The surf has been flat all week, I guess I have no other choice than to work hard.
At least I don't feel guilty about not being out there riding every molehill (like Campbell calls them on Sprout) I can find, nor about surfing when there is so much eco-stoke to spread!
But the day came when I had no excuse.
The water was so flat I wish I had an SUP to paddle for hours, and the whales were down at the beach for a visit. A friend and I decided to grab some longboards and try to get as close as we can to get some good pictures of our big friends.
The only sketchy thing is to know when you are intruding.
I don't want to be pissing off a mother and provoke her to slamming us with her tail.
Maybe someone can tell me if that's a realistic fear?
Anyhow, we decided to be prudent. As we paddled towards one, it slowly moved away. We then decided to paddle closer but slightly aiming to get beside her. We didn't want her to think we were predators going straight at her. As we caught up with her, it turned towards us—we froze!
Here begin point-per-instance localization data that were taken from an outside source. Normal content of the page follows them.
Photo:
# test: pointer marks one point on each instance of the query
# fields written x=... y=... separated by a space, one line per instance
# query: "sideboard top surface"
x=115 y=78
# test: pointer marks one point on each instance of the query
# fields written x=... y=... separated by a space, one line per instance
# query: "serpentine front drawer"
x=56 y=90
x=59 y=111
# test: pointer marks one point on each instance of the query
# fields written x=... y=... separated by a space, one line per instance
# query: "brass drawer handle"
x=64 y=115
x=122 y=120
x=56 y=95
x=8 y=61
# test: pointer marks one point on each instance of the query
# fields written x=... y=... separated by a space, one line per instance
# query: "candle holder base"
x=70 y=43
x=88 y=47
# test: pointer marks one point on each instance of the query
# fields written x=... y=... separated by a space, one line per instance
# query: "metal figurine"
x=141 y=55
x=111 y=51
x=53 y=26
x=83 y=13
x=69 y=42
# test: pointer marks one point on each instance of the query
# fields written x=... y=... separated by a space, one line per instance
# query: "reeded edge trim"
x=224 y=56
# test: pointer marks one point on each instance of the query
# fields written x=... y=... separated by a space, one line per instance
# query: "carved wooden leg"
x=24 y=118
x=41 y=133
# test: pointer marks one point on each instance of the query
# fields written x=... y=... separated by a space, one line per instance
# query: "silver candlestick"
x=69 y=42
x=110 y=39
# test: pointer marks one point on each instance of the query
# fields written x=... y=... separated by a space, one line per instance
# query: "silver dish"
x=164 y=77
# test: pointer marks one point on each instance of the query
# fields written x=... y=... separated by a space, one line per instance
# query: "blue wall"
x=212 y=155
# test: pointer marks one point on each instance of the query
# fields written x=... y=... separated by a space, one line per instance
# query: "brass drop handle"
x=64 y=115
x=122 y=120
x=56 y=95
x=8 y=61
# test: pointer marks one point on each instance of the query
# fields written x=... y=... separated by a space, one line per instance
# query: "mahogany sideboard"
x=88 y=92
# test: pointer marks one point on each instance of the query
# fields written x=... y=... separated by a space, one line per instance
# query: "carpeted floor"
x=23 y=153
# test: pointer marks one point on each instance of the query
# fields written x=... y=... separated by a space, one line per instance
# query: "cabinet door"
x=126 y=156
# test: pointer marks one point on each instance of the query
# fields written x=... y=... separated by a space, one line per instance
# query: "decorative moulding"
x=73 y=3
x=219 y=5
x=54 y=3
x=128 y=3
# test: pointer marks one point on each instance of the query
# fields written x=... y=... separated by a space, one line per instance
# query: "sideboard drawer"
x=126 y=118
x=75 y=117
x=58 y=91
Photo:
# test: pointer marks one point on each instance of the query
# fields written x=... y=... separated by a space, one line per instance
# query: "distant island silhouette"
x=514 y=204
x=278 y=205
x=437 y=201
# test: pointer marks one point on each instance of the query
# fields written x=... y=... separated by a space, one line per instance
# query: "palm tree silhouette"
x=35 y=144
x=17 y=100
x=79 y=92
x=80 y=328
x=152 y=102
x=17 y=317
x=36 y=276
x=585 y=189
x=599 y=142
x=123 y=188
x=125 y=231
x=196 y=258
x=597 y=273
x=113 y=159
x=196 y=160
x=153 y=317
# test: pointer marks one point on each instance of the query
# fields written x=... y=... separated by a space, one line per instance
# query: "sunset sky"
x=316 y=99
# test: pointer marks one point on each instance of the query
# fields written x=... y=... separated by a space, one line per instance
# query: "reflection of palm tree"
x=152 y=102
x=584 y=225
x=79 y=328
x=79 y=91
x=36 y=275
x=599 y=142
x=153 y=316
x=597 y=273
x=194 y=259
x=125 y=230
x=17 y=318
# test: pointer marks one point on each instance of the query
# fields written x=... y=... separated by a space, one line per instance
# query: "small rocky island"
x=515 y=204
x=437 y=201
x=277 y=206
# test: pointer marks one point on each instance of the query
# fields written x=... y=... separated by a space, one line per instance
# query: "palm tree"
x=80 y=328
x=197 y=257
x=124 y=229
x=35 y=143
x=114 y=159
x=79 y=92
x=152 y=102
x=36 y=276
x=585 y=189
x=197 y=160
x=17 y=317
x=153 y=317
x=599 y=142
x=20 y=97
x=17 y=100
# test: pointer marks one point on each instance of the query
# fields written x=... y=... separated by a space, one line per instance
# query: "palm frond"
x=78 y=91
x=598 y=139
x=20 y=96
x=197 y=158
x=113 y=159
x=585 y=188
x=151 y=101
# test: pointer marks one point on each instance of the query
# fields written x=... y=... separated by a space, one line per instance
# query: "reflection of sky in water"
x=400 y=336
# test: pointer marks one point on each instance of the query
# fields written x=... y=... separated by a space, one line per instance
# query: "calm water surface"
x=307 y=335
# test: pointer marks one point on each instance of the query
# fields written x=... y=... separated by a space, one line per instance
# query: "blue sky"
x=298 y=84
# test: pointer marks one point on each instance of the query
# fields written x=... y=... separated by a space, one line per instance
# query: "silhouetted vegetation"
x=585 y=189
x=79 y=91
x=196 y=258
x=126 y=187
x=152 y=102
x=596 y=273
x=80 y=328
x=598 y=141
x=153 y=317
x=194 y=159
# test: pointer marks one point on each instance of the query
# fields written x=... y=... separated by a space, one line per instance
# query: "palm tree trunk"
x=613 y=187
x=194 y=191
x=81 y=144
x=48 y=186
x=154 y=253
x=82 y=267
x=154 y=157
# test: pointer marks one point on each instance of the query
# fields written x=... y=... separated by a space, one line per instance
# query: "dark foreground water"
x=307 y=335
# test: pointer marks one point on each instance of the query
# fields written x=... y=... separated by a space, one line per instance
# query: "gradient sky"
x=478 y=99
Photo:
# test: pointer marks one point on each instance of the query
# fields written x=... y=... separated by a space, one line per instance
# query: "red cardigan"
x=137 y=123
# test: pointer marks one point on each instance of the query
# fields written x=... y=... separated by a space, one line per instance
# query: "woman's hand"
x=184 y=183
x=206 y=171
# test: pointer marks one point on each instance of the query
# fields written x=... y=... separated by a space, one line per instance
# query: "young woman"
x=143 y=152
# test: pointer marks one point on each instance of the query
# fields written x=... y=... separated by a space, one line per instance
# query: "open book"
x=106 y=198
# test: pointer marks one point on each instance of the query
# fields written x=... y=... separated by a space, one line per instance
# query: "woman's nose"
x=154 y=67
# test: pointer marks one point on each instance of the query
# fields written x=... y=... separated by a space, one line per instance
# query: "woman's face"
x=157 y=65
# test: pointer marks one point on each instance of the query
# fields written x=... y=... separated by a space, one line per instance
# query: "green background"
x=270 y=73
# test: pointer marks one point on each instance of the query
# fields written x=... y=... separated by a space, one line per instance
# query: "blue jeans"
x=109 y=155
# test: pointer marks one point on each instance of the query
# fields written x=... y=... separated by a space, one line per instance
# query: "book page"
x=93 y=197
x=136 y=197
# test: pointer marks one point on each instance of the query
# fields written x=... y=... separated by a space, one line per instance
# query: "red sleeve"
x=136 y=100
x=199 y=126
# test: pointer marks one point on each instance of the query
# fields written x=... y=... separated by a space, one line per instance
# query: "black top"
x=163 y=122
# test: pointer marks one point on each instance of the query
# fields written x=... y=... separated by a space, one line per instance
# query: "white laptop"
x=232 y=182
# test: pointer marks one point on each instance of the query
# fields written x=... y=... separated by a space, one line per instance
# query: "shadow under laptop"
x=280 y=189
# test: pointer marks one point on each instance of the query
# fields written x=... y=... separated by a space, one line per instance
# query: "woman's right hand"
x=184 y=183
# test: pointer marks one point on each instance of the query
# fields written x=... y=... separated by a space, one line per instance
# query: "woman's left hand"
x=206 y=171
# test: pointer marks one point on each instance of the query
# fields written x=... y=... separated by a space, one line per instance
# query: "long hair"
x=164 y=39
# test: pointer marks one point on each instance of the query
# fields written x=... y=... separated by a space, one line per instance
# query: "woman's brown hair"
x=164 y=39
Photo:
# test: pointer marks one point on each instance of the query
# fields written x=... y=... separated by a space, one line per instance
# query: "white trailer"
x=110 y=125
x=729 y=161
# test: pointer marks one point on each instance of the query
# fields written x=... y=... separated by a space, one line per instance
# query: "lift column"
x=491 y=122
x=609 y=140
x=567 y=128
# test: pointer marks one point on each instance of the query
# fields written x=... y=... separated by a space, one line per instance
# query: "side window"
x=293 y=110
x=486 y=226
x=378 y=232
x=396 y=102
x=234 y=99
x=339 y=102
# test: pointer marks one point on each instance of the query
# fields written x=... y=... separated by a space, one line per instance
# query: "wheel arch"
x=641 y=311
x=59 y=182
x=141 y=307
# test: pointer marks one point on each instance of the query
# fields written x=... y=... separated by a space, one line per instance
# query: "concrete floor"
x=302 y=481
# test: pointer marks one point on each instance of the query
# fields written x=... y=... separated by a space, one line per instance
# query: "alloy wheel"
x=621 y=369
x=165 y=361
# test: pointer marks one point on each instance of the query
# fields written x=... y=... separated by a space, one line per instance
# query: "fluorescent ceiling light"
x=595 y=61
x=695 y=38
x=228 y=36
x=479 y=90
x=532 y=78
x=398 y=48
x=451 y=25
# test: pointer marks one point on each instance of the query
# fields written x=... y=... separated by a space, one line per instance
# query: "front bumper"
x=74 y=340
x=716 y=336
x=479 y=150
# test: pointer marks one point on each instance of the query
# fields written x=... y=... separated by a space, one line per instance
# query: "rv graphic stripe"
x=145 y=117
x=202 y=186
Now we slowly turned away, as it kept approaching us. I got as close as 15 feet away, we were freaking out! That's when it decided it was close enough and went on its way.
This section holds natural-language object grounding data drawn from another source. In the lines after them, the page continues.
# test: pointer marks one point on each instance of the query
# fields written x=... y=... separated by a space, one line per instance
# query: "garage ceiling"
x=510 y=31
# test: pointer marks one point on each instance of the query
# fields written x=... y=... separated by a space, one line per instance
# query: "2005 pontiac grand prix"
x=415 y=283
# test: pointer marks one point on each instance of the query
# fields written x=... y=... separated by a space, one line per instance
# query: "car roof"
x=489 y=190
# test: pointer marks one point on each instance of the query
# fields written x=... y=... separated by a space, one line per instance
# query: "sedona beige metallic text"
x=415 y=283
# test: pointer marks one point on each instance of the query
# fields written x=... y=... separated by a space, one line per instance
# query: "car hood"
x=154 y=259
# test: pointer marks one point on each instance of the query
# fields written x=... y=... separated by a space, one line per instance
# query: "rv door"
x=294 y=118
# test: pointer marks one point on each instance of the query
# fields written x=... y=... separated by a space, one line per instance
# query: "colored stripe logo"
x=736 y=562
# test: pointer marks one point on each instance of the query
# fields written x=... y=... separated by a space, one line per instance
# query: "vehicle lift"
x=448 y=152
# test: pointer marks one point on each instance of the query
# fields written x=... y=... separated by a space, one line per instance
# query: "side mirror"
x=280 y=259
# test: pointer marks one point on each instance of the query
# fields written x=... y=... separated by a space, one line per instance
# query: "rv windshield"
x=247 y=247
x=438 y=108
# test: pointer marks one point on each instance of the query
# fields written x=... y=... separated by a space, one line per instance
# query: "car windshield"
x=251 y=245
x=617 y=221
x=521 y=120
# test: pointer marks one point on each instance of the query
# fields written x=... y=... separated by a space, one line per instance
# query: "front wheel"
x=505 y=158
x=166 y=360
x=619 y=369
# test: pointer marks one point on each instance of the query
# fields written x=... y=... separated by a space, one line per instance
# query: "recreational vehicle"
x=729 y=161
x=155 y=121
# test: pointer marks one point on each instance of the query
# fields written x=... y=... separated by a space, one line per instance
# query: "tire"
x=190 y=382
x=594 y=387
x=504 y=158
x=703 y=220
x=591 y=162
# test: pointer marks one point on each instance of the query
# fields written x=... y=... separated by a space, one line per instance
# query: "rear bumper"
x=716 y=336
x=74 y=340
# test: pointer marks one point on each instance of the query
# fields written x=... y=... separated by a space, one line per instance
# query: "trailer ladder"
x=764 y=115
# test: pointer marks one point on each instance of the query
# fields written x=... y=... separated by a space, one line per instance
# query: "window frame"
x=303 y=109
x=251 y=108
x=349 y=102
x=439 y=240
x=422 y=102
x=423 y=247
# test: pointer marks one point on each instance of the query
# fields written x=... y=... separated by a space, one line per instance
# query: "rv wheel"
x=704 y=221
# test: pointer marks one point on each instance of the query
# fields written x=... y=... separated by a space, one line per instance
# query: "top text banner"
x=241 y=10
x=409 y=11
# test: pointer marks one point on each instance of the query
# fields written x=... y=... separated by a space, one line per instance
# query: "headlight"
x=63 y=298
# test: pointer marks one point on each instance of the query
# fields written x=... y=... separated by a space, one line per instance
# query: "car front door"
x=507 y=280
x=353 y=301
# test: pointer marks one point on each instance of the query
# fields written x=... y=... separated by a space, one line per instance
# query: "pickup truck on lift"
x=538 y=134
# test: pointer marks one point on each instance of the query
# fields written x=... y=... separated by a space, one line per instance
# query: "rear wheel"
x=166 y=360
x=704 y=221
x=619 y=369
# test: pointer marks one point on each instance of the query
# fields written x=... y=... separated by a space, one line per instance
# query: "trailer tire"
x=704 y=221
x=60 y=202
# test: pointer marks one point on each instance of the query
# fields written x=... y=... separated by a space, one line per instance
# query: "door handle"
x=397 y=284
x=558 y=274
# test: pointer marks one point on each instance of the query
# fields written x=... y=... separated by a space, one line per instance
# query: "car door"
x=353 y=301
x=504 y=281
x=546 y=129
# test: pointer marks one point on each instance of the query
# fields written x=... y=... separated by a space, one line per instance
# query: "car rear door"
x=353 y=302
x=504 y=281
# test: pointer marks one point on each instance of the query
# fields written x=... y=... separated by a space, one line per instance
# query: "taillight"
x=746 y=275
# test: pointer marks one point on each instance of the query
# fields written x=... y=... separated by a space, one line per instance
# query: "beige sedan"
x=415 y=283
It's so amazing to see these majestic animals from so close, especially when you are inside the water, and you only have a laminated foam block under you.
We looked at the beach and saw people taking pictures from far away. I realized how lucky we are to be surfers and watermen, and have this connection to the ocean which allows us to experience these kind of things in such a more intimate way than the rest of the people.
My footage on video is not so nice, I guess I was more worried about living it through my own eyes.
February 15, 2016
What a great story. You are right, we (watermen) are real lucky to share such special connection with mother nature and to being able to experience it the way we do.